While humanity has enjoyed the Sun and used its warmth and light since we began to exist, it wasn’t until the last few hundred years that we were able to harness the Sun’s energy for electricity.
The development of solar energy technology first began with observations, and then it became a continuous process of developing useful technology based off of these observations. One of the most important discoveries began in 1839. In a decade where the United States was only twenty-six states large and the sewing machine just began to be used, Alexandre Edmond Becquerel observed something interesting.
He noticed that some materials, when exposed to light, would produce small amounts of electric current. Becquerel experimented with this for a while, and documented his discoveries. Thirty-seven years later, William Grylls Adams and his student Richard Evans Day refined this discovery with the observation of selenium. Selenium produced energy when exposed to light, and these two men created a photovoltaic cell to harness and convert this energy into usable electricity. However, it was only a small experimental cell and not easily reproducible or cost efficient.
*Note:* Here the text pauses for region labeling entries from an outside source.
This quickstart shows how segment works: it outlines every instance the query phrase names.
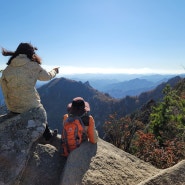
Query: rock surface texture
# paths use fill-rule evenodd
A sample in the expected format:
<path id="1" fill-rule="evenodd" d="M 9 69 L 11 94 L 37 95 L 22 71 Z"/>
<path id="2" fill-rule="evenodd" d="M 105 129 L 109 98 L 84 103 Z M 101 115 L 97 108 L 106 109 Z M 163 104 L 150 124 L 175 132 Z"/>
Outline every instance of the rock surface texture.
<path id="1" fill-rule="evenodd" d="M 99 139 L 65 159 L 60 135 L 45 142 L 35 115 L 0 117 L 0 185 L 185 185 L 185 161 L 160 170 Z"/>

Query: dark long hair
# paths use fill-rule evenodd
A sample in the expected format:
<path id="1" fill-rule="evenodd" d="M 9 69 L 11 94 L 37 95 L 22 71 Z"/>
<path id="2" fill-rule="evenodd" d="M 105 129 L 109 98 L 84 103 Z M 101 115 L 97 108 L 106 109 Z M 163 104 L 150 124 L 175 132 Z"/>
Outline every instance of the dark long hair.
<path id="1" fill-rule="evenodd" d="M 25 54 L 30 60 L 41 64 L 41 58 L 35 54 L 36 47 L 33 47 L 30 43 L 20 43 L 15 52 L 4 51 L 4 56 L 11 56 L 7 62 L 7 65 L 11 64 L 11 61 L 19 54 Z"/>

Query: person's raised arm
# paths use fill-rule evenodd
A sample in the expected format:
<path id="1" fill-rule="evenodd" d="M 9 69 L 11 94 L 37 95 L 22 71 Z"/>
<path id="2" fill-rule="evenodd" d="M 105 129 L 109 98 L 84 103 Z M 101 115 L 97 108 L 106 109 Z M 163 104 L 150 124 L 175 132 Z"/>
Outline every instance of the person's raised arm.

It only produced electricity at 1-2% efficiency.
It was over 100 years later, in 1954, that solar power became a real possibility. Researchers at Bell Laboratories patented the first practical solar cell, using silicon rather than selenium. The next year, these solar cells began to be sold. Though they were only 2% efficient, compared to an average of 18% efficient today, these sold for $1,785 per watt in the equivalent of 1955 dollars.
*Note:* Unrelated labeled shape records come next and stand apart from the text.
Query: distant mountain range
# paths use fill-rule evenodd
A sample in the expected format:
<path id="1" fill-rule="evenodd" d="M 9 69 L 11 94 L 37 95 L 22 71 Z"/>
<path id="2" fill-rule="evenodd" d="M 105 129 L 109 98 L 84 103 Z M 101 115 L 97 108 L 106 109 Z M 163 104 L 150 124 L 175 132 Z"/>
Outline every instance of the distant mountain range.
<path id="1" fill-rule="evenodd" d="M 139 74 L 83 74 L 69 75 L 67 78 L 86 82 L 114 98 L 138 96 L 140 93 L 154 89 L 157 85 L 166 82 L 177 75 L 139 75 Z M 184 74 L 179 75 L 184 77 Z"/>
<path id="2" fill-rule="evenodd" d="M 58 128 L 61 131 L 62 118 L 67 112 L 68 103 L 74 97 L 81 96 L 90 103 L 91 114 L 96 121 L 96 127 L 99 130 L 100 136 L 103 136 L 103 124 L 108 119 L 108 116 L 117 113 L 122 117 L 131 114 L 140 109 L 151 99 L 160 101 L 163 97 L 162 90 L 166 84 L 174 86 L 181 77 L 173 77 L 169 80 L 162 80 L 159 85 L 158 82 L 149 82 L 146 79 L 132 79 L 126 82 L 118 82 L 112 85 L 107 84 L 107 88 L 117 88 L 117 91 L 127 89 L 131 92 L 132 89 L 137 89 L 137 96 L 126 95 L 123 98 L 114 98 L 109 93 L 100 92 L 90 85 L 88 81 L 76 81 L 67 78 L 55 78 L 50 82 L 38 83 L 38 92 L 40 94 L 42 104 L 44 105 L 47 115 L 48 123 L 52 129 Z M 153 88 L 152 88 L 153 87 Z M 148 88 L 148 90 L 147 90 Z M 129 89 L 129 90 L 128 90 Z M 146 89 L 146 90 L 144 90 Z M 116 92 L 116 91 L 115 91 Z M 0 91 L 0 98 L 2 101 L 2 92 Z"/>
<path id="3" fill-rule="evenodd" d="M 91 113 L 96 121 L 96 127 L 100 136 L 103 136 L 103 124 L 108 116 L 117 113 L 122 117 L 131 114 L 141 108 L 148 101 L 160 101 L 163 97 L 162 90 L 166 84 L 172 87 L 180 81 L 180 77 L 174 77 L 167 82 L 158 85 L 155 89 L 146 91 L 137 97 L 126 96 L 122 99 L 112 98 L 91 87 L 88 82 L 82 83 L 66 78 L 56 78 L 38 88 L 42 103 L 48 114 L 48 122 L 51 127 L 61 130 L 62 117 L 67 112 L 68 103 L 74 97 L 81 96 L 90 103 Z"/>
In the 1960s and 70s, however, solar power began to be more practical. Efficiency levels grew to close to 10% with new technology, and the idea of renewable energy was becoming more and more popular. Further, space exploration was becoming a greater priority, and solar technology seemed like a useful alternative energy source for space travel. Solar-powered calculators and watches entered the scene. By the 1980s, solar power was readily available to citizens, and federal acts gave incentives and tax credits to installing renewable energy in homes. In 1983, sales of solar cells exceeded $250,000,000.
History since the 1980s has seen continuous growth of the pervasiveness and quantity of solar energy technology. Countries around the world have instituted bills and laws to help provide solar energy for their citizens, and technology is only becoming more and more efficient and refined. Further, solar is much more readily available than it was when it first began. While prices used to be $1,785 per watt, they’re now predicted to be below $1 per watt by 2020. Solar technology may have had a slow start, but it’s quickly becoming one of the most significant areas of technological advancement in our history.